Well, I’m not overly anxious about whether God was with us in the project we’ve finished; firstly because I’m fairly confident that we approached it as carefully and prayerfully as we reasonably could, and secondly because its finished anyway, so there’s not much point in losing any sleep over it.

But clearly these verses have a much wider application than just building projects.

If God does not build the house,
the builders work in vain.
If God does not watch over the city,
the guards watch in vain.

How foolish to rise early
and slave until night for bread.
Those who please God receive as much
even while they sleep.

I’ve become much more conscious of the importance of these words since I left House of Hope to come here, three and a half years ago, because I think my time at House of Hope is perhaps a good illustration of the dangers warned about in this psalm. For those of you who have no idea what I’m talking about, House of Hope was a church based mission among the street people of St Kilda that I founded and ran for five years. In addition to many of the normal things churches do like worship services, prayer groups etc. it also ran a seven day a week participant-operated drop-in centre and meals program.

It was quite successful. It still is.
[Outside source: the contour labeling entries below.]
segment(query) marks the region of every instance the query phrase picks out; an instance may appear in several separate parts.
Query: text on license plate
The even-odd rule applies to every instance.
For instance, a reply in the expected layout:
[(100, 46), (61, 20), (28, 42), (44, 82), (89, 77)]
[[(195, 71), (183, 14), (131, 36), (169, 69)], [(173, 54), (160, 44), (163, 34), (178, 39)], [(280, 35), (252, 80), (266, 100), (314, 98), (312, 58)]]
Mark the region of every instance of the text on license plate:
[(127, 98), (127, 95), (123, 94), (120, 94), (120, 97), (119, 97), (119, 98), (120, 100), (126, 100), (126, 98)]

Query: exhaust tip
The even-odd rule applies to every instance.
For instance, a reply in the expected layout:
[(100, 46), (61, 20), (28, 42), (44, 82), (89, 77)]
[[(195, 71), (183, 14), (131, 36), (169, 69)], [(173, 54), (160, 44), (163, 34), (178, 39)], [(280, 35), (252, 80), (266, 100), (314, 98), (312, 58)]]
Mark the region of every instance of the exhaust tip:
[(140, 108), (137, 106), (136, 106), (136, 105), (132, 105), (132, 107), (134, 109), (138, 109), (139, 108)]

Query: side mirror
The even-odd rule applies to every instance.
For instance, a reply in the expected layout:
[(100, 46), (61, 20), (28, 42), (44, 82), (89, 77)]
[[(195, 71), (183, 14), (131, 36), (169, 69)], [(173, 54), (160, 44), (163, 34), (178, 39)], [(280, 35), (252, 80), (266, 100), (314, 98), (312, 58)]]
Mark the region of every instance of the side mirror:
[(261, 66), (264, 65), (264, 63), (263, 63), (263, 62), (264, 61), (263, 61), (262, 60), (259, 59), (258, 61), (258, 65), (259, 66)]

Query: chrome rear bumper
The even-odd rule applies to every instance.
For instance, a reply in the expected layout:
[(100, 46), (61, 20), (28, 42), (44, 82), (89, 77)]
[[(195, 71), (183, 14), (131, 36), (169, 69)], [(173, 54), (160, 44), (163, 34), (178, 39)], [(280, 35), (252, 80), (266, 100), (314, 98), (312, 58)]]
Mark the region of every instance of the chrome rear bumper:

But when I look back on my time there, with that wonderful advantage called hindsight, I can see that I poured out an enormous amount of energy without much reference at all to what God might have been saying at the time, or without ever giving myself the space to stop still, and listen for the whisperings of God’s spirit. I was too busy achieving, making a name for myself, carving out a reputation.

I built alright. And what I built was done in the name of Christ, and ostensibly for the work of Christ’s mission in the world. And what I built impressed a lot of people, and got in the newspaper and on the TV, and earned me a lot of brownie points with the people among whom I moved at the time. But will it count for much in the eyes of God? Not a great deal I suspect. Because when I’m really honest with myself and look into the deep dark recesses of my own heart, however much good it did along the way, I really did it for my glory much more than Christ’s, and I certainly had far more control over how it was done than I ever allowed Christ to have. Apart from a token prayer at the start of Board Meetings, I not sure that I ever sought Christ’s guidance in the operation of the place in the entire time I was there.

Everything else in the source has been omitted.